Przed jednym ze sklepów w Oświęcimiu doszło do napaści na 66-latka. 28-letni sprawca nie spodziewał się jednak, że jego ofiara może przy sobie mieć pistolet gazowy. Napastnik skończył w szpitalu z urazem oka.
66-letni mężczyzna stał się ofiarą napaści, gdy wyszedł ze sklepu. “Najpierw rzucił w jego kierunku kilka pustych skrzynek po piwie, a następnie podbiegł, wywrócił go na chodnik i zaczął bić. Wtedy napadnięty wyciągnął z kieszeni pistolet, z którego oddał kilka strzałów, po czym wyrwał się i uciekł” – zrelacjonował rzecznik małopolskiej policji Sebastian Gleń.
Napastnik z urazem oka został przetransportowany do szpitala. Jego niedoszła ofiara sama zgłosiła się na policję.
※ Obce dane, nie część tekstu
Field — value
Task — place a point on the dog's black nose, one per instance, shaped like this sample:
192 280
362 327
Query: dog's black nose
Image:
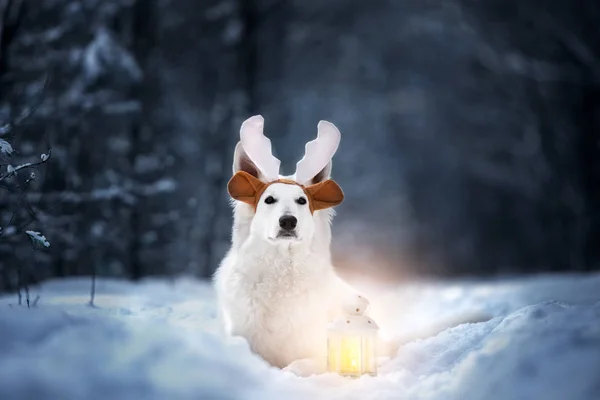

“Oświadczył, że został zaatakowany, a broniąc się, użył pistoletu gazowego. Mundurowi udali się wraz z nim do mieszkania, gdzie znaleźli pistolet na naboje ze sprężonym dwutlenkiem węgla, ładowany metalowymi kulkami” – powiedział rzecznik.”Biegły wypowie się, czy na taką broń wymagane jest pozwolenie” – dodał.